Justement il a appris à reconnaître ses propres failles et à oser les utiliser au service de ses clients, car plus il avance dans le métier, moins il a de certitudes. Il se rend compte que le savoir n’est rien vis à vis de l’être. Et l’être se façonne avec le temps, dans la reconnaissance de notre entièreté, nos parts d’ombre comme de lumière. Pas toujours très confortable…

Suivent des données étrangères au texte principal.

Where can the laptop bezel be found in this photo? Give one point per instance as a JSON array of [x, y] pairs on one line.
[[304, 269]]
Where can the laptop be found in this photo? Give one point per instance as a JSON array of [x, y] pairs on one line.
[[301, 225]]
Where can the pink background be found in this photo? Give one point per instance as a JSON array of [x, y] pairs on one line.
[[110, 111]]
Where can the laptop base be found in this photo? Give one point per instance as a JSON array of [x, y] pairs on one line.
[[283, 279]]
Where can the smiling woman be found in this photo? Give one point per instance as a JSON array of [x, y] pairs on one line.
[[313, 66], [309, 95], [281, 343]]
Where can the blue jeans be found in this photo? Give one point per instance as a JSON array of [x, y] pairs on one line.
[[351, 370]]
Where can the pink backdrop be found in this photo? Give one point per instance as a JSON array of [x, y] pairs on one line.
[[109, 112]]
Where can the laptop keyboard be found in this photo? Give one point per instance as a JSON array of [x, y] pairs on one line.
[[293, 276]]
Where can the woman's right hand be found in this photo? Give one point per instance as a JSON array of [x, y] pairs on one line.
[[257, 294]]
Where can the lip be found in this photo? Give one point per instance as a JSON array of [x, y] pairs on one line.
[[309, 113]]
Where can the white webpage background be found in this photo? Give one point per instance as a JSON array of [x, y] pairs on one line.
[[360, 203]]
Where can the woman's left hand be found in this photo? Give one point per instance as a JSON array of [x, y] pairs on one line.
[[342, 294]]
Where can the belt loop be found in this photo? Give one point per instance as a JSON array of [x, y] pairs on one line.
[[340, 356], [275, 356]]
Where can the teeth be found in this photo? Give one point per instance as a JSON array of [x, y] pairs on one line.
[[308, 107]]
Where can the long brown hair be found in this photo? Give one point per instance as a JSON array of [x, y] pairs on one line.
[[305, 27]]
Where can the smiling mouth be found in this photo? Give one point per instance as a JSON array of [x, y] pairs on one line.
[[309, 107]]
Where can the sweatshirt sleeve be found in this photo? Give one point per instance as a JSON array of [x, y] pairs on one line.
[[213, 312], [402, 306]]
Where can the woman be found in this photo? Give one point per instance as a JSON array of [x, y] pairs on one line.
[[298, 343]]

Même s’il est débutant, vous le reconnaîtrez, car justement lui il sait (ou du moins pressent) qu’il ne sait pas, que vous savez mieux que quiconque ce qui est bon pour vous, et même et surtout après des années d’expérience. En toute humilité et transparence, il est prêt à vous offrir ce cadre professionnel qu’il découvre lui-même comme si important et qui vous permettra de grandir. Dès le début, il ne cherche pas sa propre performance, mais il se tient avec vous, prêt à vous tendre le miroir, ce miroir qu’il connaît bien, pour vous permettre de cheminer vers votre objectif, ses imperfections au service des vôtres, avec le soutien de ses pairs plus expérimentés en toile de fond. .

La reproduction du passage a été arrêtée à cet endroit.